Dr. Sandy Liss on a VLA antenna
Dr. Sandy Liss

Assistant Professor of Physics

Office: Reed Hall 312
Department of Physics, PO Box 6983
Radford, VA  24142
540-831-2482 (Office)
540-831-5652 (Dept. office)

Courses taught:

ASTR 111 - General Astronomy I
ASTR 112 - General Astronomy II
ASTR 220 - Introduction to Astrophysics 
ASTR 310 - Observational Astronomy 
ASTR 421 - Solar System Astronomy
ASTR 422 - Galactic Astronomy and Cosmology
PHSC 431 - Energy and the Environment

My scientific research interests are in astronomical origins – the formation and evolution of the galaxies, stars, and planets in our universe.  I obtained my B.A. in Physics from Swarthmore College in 2011 where I also minored in Educational Studies.  As an undergraduate, I studied the orbital properties of pre-main sequence binary pairs of stars. Before attending graduate school, I worked for a year as a research assistant in Penn State’s Department of Astronomy and Astrophysics where I studied the orbits of evolved hot subdwarf binary stars.  I received my M.S. and Ph.D in Astronomy from the University of Virginia in 2014 and 2018, respectively.
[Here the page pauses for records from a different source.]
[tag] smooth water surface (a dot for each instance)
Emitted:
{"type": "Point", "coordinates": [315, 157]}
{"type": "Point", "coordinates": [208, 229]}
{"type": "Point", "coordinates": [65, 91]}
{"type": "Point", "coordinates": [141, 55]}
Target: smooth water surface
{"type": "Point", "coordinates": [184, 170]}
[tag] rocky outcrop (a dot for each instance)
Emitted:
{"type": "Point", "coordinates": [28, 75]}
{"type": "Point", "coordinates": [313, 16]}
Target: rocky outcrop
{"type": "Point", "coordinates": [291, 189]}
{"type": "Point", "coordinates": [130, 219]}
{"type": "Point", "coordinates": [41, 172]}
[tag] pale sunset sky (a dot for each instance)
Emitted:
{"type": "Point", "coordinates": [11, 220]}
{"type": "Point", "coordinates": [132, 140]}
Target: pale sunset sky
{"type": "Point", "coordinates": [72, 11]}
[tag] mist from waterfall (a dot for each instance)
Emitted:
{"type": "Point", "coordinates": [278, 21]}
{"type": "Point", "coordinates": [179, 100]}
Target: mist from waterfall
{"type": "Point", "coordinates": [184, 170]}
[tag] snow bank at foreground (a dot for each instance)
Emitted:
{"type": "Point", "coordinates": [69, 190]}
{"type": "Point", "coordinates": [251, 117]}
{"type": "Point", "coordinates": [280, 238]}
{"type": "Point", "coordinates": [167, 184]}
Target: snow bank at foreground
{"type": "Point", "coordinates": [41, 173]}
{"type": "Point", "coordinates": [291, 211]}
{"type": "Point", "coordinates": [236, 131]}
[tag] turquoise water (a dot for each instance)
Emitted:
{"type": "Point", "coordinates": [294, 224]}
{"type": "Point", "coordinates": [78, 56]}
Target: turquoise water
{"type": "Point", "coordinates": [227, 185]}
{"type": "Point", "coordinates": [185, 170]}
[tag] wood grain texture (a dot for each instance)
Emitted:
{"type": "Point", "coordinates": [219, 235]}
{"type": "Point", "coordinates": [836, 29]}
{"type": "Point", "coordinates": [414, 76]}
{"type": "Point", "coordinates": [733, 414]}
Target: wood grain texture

My dissertation research at UVa focused on star formation in nearby interacting dwarf galaxies using large ground-based optical telescopes and space-based optical and infrared telescopes.

I have continued this work with students at Radford University through independent studies and Summer Undergraduate Research Fellowships.  The specific projects have been driven by student interest, combining both archival and proprietary data to further our understanding of the stars, gas, and dust in these merging systems.  I’ve also expanded my work to include radio studies of massive star binary pair formation using radio data, again based on student research questions.  I am open to exploring any area of astronomy with our RU students – just stop by my office or send me an email and we can get started!

In addition to teaching at Radford, I am involved in implementing inclusive science education initiatives, developing a diverse and active astronomy research group, and restoring the telescope at Selu Observatory.